Ocean City Negotiates With Contractor to Finish Disruptive Drainage Project

Ocean City Negotiates With Contractor to Finish Disruptive Drainage Project

City officials want the construction work to wrap up as quickly as possible.

By Donald Wittkowski

The neighborhoods between 28th and 34th streets remain cluttered with heavy construction equipment and “Road Closed” signs, but there may finally be an end in sight for a troubled drainage project that has frustrated city officials.

Responding to complaints from local residents, Ocean City officials have been trying to pressure the contractor to wrap up the disruptive drainage and road work this month. Related construction on three new pumping stations will likely extend into July, a city councilman said.

Fourth Ward Councilman Bob Barr, who represents the neighborhoods within the construction zone, said Thursday he is encouraged by recent talks between the city and the general contractor, A.E. Stone Inc., of Egg Harbor Township.

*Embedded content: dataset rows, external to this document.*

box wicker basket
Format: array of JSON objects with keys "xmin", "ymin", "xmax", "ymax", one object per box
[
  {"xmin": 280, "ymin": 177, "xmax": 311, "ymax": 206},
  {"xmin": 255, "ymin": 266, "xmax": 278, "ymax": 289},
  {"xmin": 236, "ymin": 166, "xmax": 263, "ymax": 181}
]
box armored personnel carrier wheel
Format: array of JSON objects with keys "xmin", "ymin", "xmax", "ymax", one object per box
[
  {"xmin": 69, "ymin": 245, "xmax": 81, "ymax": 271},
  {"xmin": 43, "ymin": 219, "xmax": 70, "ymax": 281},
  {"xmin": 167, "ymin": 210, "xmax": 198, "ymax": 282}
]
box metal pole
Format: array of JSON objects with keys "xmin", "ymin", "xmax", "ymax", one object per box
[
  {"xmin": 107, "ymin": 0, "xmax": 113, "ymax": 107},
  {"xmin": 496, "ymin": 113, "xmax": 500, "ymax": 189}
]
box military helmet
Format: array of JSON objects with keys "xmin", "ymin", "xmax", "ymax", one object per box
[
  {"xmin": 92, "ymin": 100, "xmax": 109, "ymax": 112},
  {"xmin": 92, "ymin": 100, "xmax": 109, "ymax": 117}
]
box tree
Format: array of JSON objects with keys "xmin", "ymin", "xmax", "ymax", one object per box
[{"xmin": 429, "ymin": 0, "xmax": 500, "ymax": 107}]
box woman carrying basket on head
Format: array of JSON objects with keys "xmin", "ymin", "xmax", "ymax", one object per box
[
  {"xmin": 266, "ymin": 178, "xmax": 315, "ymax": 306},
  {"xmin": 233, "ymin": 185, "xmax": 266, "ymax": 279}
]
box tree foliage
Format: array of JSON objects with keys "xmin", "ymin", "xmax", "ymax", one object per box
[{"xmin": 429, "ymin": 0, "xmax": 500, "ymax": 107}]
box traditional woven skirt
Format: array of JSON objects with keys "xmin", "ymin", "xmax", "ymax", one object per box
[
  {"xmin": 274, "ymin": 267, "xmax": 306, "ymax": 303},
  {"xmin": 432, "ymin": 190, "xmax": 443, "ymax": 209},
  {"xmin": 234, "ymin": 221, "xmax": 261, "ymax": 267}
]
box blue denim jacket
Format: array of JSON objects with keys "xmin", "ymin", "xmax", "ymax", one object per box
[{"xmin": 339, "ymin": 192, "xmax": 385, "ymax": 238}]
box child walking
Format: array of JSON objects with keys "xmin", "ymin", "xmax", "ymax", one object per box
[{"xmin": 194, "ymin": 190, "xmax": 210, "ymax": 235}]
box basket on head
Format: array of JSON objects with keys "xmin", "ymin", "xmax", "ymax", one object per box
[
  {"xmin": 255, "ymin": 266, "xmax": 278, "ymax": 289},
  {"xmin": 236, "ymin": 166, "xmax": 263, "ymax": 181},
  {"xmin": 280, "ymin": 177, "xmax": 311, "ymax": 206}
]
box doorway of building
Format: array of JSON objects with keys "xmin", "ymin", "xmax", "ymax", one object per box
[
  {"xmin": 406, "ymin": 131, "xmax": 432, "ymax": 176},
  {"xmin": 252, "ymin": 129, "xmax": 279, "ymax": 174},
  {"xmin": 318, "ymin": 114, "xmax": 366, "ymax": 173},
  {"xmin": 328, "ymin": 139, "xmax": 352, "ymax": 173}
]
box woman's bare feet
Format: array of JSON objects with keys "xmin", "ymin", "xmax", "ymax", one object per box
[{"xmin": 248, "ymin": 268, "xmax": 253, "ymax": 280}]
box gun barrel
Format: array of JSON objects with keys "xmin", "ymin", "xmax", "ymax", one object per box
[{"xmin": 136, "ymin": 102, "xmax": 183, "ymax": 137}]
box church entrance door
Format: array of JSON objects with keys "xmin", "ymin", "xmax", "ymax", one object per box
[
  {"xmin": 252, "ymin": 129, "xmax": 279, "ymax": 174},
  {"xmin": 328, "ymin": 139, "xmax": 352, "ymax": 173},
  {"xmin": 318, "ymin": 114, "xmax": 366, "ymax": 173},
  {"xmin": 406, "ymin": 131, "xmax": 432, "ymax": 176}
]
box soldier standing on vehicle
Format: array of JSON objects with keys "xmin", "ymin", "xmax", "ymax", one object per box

“We’re having a positive dialogue and I’m confident this will come to a resolution shortly,” Barr said.

City spokesman Doug Bergen said in a brief statement Thursday that the city “is continuing to work with the contractor to make sure the project gets done as quickly and effectively as possible.” He did not give any dates for completing the work.

As negotiations with the contractor continue, Barr remains hopeful that the city’s new interim business administrator, George Savastano, can “iron out the details” for the project’s completion. Savastano was appointed last week by Mayor Jay Gillian after the city’s former business administrator, Jim Mallon, resigned to take a job in the private sector.

“I hope the new business administrator is able to work something out,” Barr said. “I’m confident we’ll be able to get the project done in a matter of weeks, except for the pumping stations.”

A view of 33rd Street at Simpson Avenue shows a ripped-up road and orange construction cones.

Up to this point, Barr has been a vocal critic of A.E. Stone. At the May 24 City Council meeting, he blasted the company and said he believes it should never work again for Ocean City.

“The people are frustrated, tired and exhausted. I’m frustrated, tired and exhausted,” Barr said in an interview Thursday.

Gillian expressed his anger with the project on May 25 in his weekly “Mayor’s Corner” message that appears on the city’s website.

“I can assure you that – aside from the neighbors who have put up with this major construction project for more than a year now – nobody is more frustrated with this failure to meet deadlines than I am,” Gillian said.

The contractor is overseeing a $6.5 million road and drainage project designed to ease persistent flooding in the neighborhoods from 28th to 34th streets between West Avenue and the bay.

City officials had thought construction would be finished by Memorial Day weekend, just in time for the start of the bustling summer tourism season. However, the work continues to drag on, forcing the neighbors to endure ripped-up streets, detours and noisy construction equipment.

One of the neighbors, Sheena DiStefano, who lives at the corner of 33rd Street and Simpson Avenue, called the project “a disaster” during an interview last week with OCNJDaily.com.

“It’s absolutely horrible,” DiStefano said while explaining that her 2-year-old daughter, Penelope, has had trouble sleeping amid the rumble of construction vehicles rolling past the house.

Construction equipment rumbling down the streets has added to the disruptions endured by neighbors.

Barr noted that the neighbors have also had to put up with piles of dirt and trash left behind by construction crews. He said Savastano is working with the contractor on a plan to clean up the area.

Construction consists of three major parts, including repaving the streets, installing new drainage pipes to replace some that are 40 to 60 years old and building three pumping stations.

The pumping stations, a crucial component of the plan, will help remove storm water from the neighborhoods and channel it to drainage pipes leading to the bay.